I make you half-filled cups, in which the water barely soaks the bags I dip, and these are each nondescript flavours and you take deeper swigs than you’d need to if I brim-filled it, knew what I was doing, except I do, and the purposeful pour is control I execute over us like the lies which are list-worthy, committed to memory, in fact penetrable, confession ready, hell-takers, tie-breakers. In fact, if this is a tie, this one year, a little more, a TV time three-year fuck-up, then my rosary beads will fucking burn the scars on your feet until the on-top scars cover ones the other girls left, the girls who are women now because it’s so long since they got paid off with babies they didn’t have but did but you don’t know if they did but they did. You are so much older than me.

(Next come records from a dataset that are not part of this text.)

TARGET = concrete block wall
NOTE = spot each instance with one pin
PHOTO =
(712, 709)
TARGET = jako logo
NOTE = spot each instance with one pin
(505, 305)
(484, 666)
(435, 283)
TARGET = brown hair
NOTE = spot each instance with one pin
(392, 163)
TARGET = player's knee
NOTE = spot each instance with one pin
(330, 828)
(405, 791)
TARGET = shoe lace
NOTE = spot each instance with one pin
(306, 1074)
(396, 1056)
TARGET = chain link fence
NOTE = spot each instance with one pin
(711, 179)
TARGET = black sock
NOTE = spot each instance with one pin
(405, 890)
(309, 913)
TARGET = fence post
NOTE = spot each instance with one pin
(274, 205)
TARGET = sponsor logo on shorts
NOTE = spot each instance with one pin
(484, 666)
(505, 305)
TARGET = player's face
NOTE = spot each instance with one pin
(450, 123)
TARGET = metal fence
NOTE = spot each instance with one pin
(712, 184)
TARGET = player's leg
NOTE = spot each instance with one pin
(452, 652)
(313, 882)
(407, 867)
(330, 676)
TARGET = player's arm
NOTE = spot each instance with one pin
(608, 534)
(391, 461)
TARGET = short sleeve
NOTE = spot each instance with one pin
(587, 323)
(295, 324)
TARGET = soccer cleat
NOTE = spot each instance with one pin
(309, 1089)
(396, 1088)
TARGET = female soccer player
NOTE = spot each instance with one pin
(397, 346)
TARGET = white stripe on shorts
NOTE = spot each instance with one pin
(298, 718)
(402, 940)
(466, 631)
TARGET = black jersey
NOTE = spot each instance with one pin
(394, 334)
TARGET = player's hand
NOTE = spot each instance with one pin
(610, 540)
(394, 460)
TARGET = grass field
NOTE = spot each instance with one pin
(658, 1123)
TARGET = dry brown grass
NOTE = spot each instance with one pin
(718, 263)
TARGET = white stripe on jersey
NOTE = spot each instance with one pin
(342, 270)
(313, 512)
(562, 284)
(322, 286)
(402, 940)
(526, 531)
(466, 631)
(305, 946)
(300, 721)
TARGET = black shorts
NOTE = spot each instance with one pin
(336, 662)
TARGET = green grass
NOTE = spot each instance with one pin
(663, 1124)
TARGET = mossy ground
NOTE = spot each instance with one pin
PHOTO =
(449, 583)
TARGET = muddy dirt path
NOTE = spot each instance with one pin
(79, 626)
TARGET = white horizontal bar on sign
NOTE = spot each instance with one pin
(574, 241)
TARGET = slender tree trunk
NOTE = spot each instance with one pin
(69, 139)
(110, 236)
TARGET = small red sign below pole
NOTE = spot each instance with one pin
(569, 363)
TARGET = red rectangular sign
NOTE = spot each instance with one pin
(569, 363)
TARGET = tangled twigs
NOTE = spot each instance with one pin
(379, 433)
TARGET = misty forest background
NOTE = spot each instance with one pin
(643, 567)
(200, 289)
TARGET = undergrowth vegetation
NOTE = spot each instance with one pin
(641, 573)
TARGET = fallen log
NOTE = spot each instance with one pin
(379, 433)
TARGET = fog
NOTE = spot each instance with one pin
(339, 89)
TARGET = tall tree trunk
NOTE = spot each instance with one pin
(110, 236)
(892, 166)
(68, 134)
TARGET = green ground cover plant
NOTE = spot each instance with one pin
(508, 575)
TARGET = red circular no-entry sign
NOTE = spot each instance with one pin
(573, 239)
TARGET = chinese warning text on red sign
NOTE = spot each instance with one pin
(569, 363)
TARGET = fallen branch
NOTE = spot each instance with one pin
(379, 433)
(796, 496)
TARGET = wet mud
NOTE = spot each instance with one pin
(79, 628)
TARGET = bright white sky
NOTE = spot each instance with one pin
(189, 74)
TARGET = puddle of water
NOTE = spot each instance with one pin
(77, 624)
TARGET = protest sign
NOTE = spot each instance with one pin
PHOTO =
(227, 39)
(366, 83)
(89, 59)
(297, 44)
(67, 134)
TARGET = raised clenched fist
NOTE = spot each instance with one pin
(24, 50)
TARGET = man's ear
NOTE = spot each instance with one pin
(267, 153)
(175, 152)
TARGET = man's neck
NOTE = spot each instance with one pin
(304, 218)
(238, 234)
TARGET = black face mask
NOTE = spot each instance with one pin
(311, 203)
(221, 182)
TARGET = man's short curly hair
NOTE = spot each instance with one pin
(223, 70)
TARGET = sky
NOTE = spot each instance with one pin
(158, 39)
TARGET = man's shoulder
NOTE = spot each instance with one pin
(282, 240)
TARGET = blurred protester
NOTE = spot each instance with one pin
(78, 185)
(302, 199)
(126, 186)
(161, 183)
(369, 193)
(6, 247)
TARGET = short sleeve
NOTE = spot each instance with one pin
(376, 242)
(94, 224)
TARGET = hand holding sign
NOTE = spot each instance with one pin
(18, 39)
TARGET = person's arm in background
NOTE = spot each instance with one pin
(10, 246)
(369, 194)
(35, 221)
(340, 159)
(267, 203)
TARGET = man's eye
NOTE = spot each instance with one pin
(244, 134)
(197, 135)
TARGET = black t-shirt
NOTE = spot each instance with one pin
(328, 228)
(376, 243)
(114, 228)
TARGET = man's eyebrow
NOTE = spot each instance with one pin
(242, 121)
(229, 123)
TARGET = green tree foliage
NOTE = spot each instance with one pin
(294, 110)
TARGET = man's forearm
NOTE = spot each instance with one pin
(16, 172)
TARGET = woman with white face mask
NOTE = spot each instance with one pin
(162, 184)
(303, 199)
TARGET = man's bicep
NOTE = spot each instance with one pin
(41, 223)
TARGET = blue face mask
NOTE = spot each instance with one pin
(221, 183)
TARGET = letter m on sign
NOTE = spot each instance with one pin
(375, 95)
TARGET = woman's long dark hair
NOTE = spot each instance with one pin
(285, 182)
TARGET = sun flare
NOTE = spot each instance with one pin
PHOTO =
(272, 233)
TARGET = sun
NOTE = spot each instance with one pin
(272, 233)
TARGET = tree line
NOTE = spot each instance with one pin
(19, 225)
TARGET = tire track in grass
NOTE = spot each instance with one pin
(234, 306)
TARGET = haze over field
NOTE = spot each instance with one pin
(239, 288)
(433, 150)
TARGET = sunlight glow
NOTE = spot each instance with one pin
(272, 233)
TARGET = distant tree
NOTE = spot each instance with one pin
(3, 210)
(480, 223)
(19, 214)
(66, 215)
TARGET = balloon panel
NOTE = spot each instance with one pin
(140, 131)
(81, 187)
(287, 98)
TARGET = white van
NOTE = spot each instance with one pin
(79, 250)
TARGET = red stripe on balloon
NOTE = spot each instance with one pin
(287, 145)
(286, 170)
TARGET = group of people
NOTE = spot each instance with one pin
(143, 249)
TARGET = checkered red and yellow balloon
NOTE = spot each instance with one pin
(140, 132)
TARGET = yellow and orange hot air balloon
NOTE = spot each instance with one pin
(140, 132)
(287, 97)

I watch the clip looped because, involved in it, when you’re inside of somebody’s mouth like this, the impact of the essence of the spectacle of it is unexperienceable, and the fumble-ability of your lips clicking and the lunch you taste on his teeth, food caught in, isn’t the viewers’ angle. Ultimately, is it better to spectate this sort of event, activities close-up and skin under?
He comes back and this happens in real life too but I can’t state enough the awkwardness of a break up reunion in the middle of a people-laden street in a town in which you know everybody. Unless you’re an attention seeker, and something says Toby is, a statement maker, you’d want a kitchen sit down, a cup of coffee pepping to be ready for a replay of kisses you could almost forget except in rollercoaster dreams in which the movement is a well wrought seasickness, a sleep-talk or walker committed to the reality they’re tricked into. And Toby’s a trick. A come back trick. And in real life he’d have news like, “Pregnant,” and, “Girls,” and, “Dating,” and, “Prison.”